In December 2020, Google announced ‘Look To Speak‘, an application designed to help people with disabilities speak through their eyes. Now, after two years, as the service has advanced and evolved a lot — Google is planning to integrate it within Google Assistant products.
In future, you longer have to say ‘Ok Google’ to trigger Google Assistant; instead, it is able to activate automatically when it detects our gaze.
Google wants Assistant to be as human-like and natural in its interaction as possible, including being able to start talking to you when you make eye contact. To achieve this, they announced ‘Look and Talk’ at Google I/O 2022, now explaining that it is the first time the device has simultaneously analyzed audio, video and text.

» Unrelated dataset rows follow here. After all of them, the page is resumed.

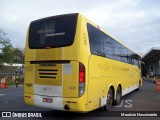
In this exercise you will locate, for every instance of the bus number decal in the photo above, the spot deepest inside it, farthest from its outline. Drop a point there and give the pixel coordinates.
(67, 69)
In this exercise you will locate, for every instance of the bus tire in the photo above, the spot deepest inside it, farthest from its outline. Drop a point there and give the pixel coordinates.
(109, 100)
(118, 96)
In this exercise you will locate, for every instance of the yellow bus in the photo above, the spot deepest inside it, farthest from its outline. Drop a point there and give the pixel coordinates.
(71, 64)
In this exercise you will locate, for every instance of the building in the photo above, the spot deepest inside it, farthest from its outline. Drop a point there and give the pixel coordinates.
(152, 62)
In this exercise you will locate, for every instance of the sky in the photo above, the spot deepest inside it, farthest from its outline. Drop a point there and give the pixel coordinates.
(136, 23)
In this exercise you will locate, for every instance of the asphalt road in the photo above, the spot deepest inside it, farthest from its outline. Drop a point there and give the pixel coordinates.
(146, 99)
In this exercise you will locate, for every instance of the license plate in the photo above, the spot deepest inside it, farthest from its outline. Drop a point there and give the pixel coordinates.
(48, 100)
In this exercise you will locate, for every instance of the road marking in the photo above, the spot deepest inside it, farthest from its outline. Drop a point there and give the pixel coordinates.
(1, 95)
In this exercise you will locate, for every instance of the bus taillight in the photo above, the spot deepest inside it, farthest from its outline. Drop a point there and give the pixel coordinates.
(81, 79)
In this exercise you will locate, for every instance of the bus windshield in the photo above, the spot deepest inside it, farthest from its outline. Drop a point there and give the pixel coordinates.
(58, 31)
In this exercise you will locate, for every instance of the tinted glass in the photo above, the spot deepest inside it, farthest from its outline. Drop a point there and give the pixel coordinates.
(56, 31)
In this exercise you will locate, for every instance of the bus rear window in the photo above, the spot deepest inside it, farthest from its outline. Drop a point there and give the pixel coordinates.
(56, 31)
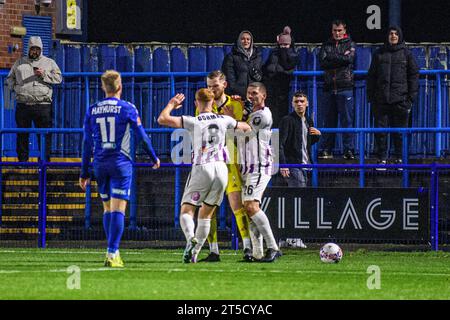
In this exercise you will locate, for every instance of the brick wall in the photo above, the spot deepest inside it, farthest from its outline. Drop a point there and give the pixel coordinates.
(11, 15)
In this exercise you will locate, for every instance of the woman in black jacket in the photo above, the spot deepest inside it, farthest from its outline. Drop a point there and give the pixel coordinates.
(392, 86)
(278, 75)
(243, 65)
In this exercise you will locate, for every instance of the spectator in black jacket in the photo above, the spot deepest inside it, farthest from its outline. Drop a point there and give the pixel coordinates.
(392, 86)
(297, 135)
(243, 65)
(278, 75)
(336, 58)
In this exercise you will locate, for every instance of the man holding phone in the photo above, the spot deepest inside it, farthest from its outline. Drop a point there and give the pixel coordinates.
(31, 78)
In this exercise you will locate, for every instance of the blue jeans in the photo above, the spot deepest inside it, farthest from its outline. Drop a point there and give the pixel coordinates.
(297, 178)
(340, 106)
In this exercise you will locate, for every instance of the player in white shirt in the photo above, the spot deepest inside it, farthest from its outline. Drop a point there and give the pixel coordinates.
(208, 179)
(256, 169)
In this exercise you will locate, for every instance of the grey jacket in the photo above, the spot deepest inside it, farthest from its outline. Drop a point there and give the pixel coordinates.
(30, 88)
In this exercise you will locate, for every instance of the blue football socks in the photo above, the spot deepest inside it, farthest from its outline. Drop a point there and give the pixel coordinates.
(115, 231)
(106, 222)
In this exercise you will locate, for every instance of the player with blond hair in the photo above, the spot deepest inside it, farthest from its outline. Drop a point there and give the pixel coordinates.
(209, 176)
(225, 104)
(107, 130)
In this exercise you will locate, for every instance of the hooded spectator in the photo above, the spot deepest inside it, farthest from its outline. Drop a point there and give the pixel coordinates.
(278, 72)
(392, 87)
(243, 65)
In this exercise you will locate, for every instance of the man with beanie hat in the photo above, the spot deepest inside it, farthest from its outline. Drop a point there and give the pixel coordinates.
(32, 77)
(278, 75)
(392, 86)
(243, 65)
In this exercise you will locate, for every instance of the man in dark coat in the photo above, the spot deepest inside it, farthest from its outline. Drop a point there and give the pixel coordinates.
(297, 135)
(278, 73)
(392, 86)
(243, 65)
(336, 58)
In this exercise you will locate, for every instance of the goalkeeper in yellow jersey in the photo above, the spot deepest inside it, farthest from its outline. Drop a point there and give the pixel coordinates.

The feature currently works only on the Nest Hub Max and in English. With this new technology, activation would be done by looking directly at the device. The Google Nest Hub, for example, will detect the attitude and expression of the person in front of the screen who wants to start a conversation. For this, the orientation of the head, the gaze and even the direction of the subject’s body is analyzed.

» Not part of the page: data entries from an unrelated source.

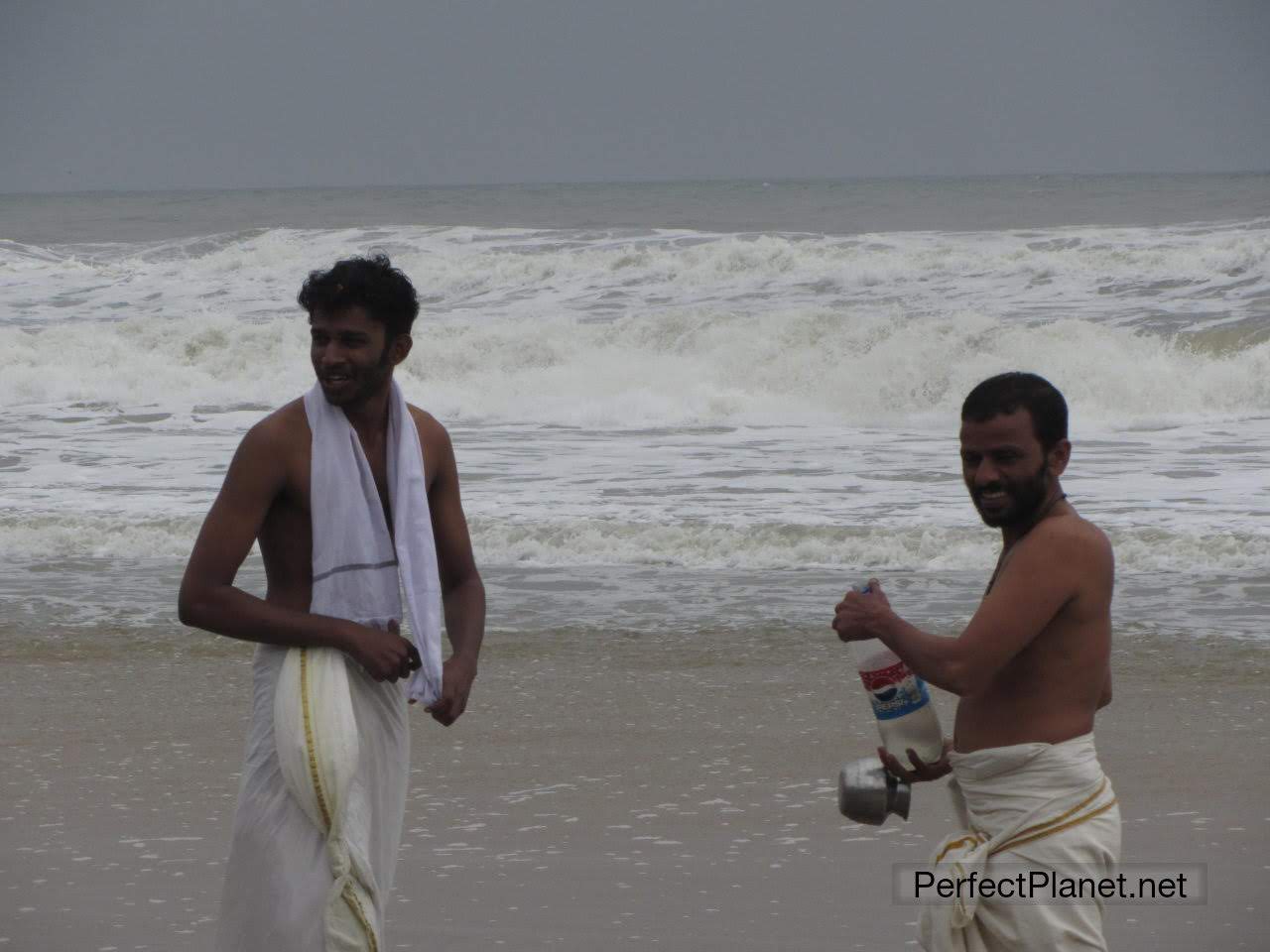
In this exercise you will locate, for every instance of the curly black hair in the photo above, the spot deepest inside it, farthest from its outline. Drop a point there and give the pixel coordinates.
(372, 284)
(1016, 390)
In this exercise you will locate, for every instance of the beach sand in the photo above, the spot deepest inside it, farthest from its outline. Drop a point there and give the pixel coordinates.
(604, 789)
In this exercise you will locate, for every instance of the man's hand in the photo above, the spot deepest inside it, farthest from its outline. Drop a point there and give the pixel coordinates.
(921, 771)
(384, 654)
(456, 684)
(857, 616)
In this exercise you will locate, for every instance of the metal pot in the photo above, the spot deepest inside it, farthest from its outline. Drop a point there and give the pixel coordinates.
(867, 792)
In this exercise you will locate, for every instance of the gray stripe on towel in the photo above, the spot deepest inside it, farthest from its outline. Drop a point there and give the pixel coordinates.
(354, 567)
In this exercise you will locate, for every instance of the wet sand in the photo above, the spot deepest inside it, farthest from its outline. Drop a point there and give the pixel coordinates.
(603, 789)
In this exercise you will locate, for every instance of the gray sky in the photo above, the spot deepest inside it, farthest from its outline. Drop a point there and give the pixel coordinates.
(153, 94)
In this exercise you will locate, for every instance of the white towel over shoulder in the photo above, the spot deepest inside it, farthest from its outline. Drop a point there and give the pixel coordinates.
(356, 561)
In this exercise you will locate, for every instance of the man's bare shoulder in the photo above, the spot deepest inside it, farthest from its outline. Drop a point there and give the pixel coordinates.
(432, 434)
(1071, 537)
(285, 429)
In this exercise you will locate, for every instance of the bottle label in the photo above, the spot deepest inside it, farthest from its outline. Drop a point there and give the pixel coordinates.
(894, 690)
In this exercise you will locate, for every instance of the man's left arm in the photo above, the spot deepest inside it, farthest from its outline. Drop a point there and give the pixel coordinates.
(462, 593)
(1039, 579)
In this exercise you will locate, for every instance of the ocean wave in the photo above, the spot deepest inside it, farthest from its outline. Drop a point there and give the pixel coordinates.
(697, 546)
(677, 367)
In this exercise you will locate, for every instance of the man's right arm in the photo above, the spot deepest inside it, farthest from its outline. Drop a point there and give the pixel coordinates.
(209, 601)
(208, 598)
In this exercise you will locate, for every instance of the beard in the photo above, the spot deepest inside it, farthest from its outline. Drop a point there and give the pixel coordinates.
(1024, 500)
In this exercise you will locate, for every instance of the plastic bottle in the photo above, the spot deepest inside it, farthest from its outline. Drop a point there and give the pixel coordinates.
(902, 705)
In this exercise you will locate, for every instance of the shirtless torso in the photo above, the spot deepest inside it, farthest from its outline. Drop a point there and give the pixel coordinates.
(1052, 687)
(1033, 664)
(266, 497)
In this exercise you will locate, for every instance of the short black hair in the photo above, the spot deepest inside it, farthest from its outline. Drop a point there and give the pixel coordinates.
(1007, 393)
(370, 282)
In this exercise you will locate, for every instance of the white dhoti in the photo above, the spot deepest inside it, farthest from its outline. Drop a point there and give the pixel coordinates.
(1035, 806)
(322, 793)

As the Google AI blog notes, “Using eight machine learning models together, the algorithm can differentiate intentional interactions from passing glances in order to accurately identify a user’s intent to engage with Assistant. Once within 5ft of the device, the user may simply look at the screen and talk to start interacting with the Assistant.”
This information is collected on video, so the device must have a camera and be placed in an optimal position to see the room. Added to this is the analysis of the audio collected by the microphones. The audio should determine that the person is talking to Google and not someone else in the room.
In addition, the Assistant also confirms the audio input is tied to Google’s Voice Match, so the Assistant won’t interact with anyone whose voice it doesn’t recognize. The tone of voice, the speed and some contextual signals are analyzed to understand whether or not the user wants to make a query.
It is quite an advance that the smart speakers that are beginning to be seen in every house can not only understand sentences or complete conversations out loud but also analyze gestures and non-verbal communication.
Although this novelty is currently limited to a small number of devices and only supports conversations in English. Later Google will expand its advances to other languages and regions. Google Assistant currently works in 95 countries and recognizes more than 29 languages.